An Honoree is someone who provides inspiration to our athletes throughout the training and fundraising period. Honorees serve as symbols of strength and motivation, support and determination. An Honoree is someone who is currently is being treated for Crohn’s disease or ulcerative colitis.
When participants join Team Challenge, they commit to many months of training and fundraising before completing a half marathon. They are not only motivated by their own personal fitness goals, but are truly inspired by the bravery and fortitude of each Honoree.
On a sunny afternoon, 10-year-old Harold Henry would prefer to be outdoors—birdwatching on the Bay or dipping his toes in the ocean. Like many kids his age, Harold is fascinated by space and astronomy and would like to be an astronaut someday.
And, like many kids his age, Harold is living with ulcerative colitis.
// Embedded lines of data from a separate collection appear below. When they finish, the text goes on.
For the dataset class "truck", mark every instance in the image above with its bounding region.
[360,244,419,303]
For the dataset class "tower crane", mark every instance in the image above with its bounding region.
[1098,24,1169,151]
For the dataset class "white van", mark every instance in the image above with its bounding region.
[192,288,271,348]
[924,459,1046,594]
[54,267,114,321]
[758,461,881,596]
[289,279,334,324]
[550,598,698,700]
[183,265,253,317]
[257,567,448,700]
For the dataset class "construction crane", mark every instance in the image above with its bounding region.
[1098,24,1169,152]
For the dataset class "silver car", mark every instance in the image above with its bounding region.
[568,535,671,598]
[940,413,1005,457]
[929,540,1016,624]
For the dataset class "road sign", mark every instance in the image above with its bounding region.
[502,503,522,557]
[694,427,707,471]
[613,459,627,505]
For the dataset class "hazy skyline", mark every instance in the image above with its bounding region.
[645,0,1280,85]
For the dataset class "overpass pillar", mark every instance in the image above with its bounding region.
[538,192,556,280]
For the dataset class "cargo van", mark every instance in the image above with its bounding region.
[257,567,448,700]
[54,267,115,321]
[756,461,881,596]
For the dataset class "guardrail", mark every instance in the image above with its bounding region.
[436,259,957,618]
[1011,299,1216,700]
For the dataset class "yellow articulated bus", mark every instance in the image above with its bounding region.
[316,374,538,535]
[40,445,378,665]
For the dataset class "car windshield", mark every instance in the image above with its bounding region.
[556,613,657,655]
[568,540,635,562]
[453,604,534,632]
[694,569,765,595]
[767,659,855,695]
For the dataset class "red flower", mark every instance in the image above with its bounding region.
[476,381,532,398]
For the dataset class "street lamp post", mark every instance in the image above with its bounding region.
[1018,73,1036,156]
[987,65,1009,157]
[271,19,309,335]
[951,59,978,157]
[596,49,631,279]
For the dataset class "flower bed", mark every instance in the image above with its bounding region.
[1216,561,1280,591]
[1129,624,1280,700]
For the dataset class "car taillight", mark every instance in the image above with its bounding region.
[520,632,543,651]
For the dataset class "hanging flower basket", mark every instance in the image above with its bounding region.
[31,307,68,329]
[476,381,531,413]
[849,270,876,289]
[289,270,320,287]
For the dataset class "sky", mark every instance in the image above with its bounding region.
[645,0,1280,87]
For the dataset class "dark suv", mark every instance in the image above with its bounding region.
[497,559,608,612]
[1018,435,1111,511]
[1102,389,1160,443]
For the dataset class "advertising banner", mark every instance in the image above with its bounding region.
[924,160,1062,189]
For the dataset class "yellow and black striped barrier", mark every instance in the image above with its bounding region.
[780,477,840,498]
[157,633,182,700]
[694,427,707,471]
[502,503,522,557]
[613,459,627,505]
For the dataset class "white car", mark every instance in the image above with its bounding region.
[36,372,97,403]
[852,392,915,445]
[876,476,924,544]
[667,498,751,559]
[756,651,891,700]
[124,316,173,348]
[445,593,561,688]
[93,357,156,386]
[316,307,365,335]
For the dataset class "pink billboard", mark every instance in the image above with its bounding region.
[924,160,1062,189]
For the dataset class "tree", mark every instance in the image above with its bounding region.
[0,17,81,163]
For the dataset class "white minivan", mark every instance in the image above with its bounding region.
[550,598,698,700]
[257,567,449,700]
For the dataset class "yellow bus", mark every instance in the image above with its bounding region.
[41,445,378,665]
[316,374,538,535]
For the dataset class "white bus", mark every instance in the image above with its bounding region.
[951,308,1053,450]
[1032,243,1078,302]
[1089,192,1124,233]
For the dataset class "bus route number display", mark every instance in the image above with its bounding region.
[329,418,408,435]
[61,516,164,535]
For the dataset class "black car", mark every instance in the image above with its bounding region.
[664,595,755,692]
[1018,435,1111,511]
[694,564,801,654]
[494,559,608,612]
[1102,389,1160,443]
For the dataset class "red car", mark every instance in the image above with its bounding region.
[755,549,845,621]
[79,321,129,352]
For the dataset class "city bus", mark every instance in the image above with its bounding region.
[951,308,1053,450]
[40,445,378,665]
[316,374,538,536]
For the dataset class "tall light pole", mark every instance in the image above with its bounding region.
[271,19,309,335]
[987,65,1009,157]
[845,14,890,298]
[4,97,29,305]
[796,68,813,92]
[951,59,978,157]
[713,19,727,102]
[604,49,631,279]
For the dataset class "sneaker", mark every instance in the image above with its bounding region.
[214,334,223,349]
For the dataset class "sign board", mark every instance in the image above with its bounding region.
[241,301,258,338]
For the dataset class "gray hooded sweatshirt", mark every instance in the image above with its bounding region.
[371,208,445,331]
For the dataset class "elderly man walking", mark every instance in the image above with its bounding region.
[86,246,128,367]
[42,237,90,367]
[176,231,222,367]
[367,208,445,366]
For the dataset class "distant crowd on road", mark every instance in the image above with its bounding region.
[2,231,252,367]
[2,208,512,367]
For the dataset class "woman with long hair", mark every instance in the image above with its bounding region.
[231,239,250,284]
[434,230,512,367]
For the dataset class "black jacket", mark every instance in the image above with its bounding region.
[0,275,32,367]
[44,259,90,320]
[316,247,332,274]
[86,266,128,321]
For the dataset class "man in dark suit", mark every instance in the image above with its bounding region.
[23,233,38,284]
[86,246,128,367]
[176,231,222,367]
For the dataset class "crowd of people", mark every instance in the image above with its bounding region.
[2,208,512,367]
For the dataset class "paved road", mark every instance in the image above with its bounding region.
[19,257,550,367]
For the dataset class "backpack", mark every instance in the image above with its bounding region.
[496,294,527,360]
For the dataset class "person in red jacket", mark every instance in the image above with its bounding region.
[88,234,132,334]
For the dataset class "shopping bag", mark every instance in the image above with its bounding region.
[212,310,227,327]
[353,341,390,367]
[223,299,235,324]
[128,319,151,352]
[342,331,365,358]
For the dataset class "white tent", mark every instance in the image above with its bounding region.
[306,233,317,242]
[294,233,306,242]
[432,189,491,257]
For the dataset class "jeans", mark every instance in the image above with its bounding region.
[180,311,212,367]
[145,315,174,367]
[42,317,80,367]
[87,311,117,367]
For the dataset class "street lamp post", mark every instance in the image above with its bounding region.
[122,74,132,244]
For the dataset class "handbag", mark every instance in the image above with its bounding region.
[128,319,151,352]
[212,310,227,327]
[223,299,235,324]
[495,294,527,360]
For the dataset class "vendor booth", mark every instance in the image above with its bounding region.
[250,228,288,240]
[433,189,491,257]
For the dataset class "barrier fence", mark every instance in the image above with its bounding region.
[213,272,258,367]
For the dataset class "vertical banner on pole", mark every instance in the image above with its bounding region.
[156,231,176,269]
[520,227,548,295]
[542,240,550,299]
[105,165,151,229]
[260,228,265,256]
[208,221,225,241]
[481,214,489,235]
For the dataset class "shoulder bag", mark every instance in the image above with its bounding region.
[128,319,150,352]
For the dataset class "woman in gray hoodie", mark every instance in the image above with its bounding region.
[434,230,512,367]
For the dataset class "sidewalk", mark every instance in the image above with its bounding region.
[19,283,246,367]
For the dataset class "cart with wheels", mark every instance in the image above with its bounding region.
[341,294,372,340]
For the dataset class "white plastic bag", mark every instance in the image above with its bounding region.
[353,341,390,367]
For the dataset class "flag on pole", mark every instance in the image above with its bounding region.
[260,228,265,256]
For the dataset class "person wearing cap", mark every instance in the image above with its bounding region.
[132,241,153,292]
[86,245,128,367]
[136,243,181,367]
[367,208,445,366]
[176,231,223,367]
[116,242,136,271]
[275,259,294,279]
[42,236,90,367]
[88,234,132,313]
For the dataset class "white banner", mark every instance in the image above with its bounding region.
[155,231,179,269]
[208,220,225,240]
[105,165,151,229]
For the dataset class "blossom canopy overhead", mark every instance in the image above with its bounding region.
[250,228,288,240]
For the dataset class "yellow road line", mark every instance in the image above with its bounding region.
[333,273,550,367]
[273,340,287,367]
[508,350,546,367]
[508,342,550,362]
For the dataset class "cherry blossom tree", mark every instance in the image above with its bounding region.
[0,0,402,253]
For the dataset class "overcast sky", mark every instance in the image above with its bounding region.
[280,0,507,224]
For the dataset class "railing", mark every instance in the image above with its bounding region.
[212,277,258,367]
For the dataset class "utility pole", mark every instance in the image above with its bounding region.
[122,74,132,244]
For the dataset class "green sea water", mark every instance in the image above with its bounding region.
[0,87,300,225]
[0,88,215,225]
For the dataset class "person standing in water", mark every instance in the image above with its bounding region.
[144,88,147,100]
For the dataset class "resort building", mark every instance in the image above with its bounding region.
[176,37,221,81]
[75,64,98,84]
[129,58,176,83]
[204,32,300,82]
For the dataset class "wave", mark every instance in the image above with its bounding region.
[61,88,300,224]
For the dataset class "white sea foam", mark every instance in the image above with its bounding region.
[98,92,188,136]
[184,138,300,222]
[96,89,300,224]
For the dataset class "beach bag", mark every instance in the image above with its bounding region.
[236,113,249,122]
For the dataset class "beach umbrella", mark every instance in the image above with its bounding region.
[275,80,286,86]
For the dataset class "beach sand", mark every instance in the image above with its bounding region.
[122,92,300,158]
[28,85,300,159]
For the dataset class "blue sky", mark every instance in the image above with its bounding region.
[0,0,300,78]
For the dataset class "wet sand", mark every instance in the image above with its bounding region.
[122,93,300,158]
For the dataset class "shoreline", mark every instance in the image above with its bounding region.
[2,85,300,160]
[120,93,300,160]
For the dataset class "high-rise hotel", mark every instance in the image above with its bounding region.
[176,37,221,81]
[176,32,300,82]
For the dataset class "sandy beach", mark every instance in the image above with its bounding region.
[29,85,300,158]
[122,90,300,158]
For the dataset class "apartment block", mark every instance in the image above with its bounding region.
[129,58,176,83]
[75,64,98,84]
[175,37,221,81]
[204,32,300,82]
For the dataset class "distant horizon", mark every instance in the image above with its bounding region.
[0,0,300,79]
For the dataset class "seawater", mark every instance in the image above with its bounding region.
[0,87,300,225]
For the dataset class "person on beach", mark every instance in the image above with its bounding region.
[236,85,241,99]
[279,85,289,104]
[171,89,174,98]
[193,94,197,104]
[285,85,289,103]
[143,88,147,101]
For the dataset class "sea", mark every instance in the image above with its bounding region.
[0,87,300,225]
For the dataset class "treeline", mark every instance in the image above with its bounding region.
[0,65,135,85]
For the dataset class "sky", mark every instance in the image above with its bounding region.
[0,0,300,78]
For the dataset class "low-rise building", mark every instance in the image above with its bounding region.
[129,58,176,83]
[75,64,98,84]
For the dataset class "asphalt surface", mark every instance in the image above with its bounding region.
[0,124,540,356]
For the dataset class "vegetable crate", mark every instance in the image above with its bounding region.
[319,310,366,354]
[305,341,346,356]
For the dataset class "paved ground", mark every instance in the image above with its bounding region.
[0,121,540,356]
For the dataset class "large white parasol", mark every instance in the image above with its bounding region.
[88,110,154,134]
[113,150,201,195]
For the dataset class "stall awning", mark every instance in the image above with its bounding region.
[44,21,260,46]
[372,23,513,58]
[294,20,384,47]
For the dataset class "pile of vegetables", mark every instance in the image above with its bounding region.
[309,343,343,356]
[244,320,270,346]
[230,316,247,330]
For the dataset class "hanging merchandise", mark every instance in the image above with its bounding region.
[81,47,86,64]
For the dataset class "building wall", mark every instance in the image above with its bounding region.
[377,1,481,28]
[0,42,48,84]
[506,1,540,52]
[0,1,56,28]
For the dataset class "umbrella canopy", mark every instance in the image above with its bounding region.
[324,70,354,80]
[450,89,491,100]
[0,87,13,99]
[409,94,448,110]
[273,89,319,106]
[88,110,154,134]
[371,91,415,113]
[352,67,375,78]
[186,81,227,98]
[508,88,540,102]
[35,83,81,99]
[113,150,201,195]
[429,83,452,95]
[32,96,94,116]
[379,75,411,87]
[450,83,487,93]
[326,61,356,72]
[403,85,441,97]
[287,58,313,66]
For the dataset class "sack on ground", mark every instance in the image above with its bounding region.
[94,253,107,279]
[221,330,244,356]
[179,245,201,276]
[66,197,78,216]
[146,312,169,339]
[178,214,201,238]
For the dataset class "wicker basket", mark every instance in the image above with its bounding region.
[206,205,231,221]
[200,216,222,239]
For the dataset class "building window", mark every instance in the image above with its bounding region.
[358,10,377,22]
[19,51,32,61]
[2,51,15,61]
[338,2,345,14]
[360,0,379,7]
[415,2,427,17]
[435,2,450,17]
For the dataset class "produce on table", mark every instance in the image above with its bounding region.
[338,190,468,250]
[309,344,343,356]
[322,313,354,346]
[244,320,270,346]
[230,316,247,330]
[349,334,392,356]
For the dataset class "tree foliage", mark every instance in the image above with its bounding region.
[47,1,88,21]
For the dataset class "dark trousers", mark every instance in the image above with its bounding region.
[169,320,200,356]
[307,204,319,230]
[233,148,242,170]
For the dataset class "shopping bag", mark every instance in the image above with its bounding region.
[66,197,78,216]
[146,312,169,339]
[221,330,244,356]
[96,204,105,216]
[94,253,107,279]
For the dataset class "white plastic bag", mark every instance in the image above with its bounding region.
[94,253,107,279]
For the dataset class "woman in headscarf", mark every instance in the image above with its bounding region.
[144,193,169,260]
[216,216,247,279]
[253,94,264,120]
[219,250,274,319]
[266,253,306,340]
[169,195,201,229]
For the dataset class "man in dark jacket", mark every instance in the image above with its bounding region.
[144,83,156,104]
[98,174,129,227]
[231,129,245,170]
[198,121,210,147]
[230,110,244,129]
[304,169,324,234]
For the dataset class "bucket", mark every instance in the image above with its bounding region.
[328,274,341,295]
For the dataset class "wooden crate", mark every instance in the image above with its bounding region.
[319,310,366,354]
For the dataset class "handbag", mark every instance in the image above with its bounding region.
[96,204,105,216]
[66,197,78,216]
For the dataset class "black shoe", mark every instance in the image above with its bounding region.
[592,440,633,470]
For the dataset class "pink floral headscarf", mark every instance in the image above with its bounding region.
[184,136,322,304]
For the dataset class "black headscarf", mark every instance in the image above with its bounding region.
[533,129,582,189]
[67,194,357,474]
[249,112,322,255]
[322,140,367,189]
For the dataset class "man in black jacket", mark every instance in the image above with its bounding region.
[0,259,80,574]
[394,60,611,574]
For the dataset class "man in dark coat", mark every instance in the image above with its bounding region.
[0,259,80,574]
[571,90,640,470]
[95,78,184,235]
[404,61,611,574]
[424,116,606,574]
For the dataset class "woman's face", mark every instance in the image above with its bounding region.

It is estimated that of the 1.4 million Americans living with inflammatory bowel disease, at least 140,000 are under the age of 18.
Harold was diagnosed with colitis in fall 2006, and since then has been on and off maintenance drugs, including steroids and immune-suppressants. Most recently he has been taking an immune-suppressant that is given through an IV, with mixed results. It’s a frustrating battle for Harold, and for his parents, Jeremy and Bridget. "Sometimes he can be in remission for up to a month," Jeremy and Bridget say, "but it is usually not that long."
To further complicate matters, Harold was born with cerebral palsy, which limits the control he has over his limbs. Although he is non-mobile and non-verbal, he is mentally sharp and communicates well with yes/no responses, and occasionally with a computerized speech device. Harold goes to school, spending most of his time in special needs class and integrating with other fifth graders during music class and library time. "He loves being at school, learning and socializing," his parents say.
Even though the cerebral palsy can be constraining, the colitis has done much more to limit his daily activities, Bridget and Jeremy say. The colitis causes frequent abdominal pain, which keeps him from venturing out for long periods of time and sometimes keeps him home from school. The colitis, more than the cerebral palsy, keeps Harold from some of his favorite activities, like swimming.
After watching their son’s battle for more than three years, Jeremy and Bridget became involved with Team Challenge, raising money and awareness for CCFA. In December 2009, Jeremy ran the Las Vegas Half Marathon in honor of Harold. Bridget just completed the Napa to Sonoma ½ Marathon in July, 2010 and this time Harold was there to cheer his overjoyed mother across the finish line.
It is Jeremy’s and Bridget’s hope that through CCFA’s efforts, researchers will discover better treatment options for kids like Harold, and give him many more symptom-free days at the zoo and on the Bay.